Director Jennifer Vellenga, associate professor of music, theatre and dance, said the show is feminist twist of an ancient Greek story.
“It’s a female playwright’s retelling of the Iphigenia story, or ‘The House of Atreus,’” Vellenga said. “Ellen McLaughlin has written a number of adaptations of Greek plays. It’s one of her passions. It her retelling of one of those ancient plays.”
Elizabeth Kritikos, senior in theatre, is playing Clytemnestra, the mother of Iphigenia and Electra. Her love of Greek literature drew her to this show, she said.
“I love the way it reads on stage,” Kritikos said. “It was one of those plays that I heard about it and I had to be in it. I just love the way the Greeks did tragedy.”
The department makes sure students have the option to participate in a variety of play types during their time in school. When it came time to do a Greek play, Vellenga didn’t want to do another male playwright.
“The Me Too movement got kicked off right around the time that we were reading plays,” Vellenga said. “We knew we wanted to do a Greek because we thought it was time to educationally teach our students about that kind of play. I just didn’t want to do one of the Greek playwrights; I felt like we could do better. So, [we] picked a female playwright.”
Vellenga said she also made an effort to select a diverse cast.
“My Iphigenia is black,” Vellenga said. “One of the sisters is black. One of the chorus members is a black woman. Of the ten people on the cast, three of them are African-American. That’s important to me, to make sure that we’re always giving opportunity to everyone, not just based on what the norms are.”
Vellenga said she believes the message of the ancient plays that have been adapted in “Iphigenia and Other Daughters” is relevant to today.
“One of the things that we have found, especially the last couple of weeks with Kavanaugh, that there’s a lot of resonance for what’s happening in our world today,” Vellenga said. “The reason ancient plays get done, even a retelling of an ancient play, is that they have some resonance for right now.”
Kritikos said she hopes the play leaves the students with an understanding of the role of women at the time.

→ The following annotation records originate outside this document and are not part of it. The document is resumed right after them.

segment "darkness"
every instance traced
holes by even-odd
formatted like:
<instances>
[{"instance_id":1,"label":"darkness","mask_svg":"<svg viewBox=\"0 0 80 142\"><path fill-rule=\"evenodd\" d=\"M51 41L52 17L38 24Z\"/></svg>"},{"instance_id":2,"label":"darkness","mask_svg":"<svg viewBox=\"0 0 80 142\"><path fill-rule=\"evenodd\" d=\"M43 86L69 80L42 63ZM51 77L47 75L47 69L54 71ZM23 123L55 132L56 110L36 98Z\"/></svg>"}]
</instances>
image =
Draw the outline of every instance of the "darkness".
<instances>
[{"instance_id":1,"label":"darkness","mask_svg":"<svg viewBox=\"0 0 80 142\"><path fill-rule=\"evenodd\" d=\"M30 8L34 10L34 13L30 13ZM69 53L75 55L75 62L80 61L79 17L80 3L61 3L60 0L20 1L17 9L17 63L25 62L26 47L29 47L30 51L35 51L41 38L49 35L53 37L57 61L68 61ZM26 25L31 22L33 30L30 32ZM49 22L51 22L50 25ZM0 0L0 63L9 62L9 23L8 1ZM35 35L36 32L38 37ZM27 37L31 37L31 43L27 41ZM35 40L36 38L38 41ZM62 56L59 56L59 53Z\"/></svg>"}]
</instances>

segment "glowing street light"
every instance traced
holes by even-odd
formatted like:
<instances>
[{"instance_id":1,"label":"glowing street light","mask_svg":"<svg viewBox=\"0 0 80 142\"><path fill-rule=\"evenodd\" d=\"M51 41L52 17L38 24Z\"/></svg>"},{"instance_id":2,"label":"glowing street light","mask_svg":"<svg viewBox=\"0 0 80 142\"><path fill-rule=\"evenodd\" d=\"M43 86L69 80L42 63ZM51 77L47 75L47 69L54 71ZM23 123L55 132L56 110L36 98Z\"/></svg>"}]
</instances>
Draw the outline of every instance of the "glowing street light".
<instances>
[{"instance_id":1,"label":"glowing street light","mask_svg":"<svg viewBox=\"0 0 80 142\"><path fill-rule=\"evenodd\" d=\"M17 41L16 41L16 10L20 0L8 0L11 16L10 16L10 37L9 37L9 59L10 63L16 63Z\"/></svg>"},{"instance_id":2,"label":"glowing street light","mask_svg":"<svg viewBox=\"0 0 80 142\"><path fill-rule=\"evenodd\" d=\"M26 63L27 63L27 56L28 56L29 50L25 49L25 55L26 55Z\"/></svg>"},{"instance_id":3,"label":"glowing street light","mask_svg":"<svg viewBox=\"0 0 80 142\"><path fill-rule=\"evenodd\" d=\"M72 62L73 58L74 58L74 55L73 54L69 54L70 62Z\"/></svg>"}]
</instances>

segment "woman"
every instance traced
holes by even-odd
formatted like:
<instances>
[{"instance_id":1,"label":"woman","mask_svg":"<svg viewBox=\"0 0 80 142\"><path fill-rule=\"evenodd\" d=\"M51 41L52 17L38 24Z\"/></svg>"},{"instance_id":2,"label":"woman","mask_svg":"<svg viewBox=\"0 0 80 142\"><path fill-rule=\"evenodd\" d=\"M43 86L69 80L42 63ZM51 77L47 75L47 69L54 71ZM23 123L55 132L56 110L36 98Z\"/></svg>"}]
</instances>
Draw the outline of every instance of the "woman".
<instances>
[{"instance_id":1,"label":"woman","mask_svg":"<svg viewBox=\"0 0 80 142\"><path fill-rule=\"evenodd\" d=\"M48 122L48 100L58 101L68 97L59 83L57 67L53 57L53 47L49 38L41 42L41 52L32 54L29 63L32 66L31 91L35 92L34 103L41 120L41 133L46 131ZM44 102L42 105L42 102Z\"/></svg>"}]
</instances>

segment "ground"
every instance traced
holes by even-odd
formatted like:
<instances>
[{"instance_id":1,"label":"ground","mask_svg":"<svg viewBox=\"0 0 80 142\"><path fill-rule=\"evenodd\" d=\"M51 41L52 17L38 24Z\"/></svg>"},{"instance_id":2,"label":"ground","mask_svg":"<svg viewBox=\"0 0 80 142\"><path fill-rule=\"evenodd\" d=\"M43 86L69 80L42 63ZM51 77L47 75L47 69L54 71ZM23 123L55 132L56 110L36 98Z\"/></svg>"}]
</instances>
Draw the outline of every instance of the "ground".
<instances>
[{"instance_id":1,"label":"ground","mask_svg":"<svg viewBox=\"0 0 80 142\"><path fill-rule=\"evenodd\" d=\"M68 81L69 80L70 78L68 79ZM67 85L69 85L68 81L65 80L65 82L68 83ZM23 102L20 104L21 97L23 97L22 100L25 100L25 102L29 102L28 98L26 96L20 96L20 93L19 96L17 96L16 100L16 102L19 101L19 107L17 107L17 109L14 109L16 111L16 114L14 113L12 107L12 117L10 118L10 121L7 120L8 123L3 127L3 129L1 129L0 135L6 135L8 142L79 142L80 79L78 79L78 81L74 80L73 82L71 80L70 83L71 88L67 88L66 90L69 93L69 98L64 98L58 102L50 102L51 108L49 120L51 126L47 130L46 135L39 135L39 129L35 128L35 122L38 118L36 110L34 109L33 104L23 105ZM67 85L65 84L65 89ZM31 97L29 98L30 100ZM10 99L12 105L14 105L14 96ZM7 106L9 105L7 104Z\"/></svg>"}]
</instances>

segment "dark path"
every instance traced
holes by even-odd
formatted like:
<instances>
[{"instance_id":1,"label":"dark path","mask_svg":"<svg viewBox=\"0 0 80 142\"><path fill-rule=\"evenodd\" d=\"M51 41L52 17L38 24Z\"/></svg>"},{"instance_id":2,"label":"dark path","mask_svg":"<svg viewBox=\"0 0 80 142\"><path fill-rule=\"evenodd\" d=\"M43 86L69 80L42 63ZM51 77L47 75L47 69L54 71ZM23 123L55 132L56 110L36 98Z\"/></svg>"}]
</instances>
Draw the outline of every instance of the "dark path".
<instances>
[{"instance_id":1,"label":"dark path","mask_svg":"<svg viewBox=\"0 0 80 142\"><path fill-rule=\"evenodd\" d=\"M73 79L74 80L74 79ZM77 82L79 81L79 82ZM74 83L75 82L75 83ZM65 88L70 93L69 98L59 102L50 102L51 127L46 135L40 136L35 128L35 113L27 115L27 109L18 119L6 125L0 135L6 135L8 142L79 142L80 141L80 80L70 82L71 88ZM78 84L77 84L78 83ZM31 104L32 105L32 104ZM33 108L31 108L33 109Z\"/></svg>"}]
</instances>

“We don’t hear a lot about Grecian women, they’re just kind of just mindless, thoughtless, voiceless figures from the past that had a role, but wasn’t really explained unless they were very important,” Kritikos said. “I hope the audience sees that the strong women existed even if it wasn’t told.”
The show consists of three short acts. It runs about 75 minutes with no intermission. Show dates are Oct. 4, 5, 6, 11, 12 and 13 at 7:30 p.m. and Oct. 14 at 2:30 p.m. in the Mark A. Chapman Theatre in Nichols Hall. Student tickets are $11. Tickets can be bought online at www.k-state.edu/mtd/tickets.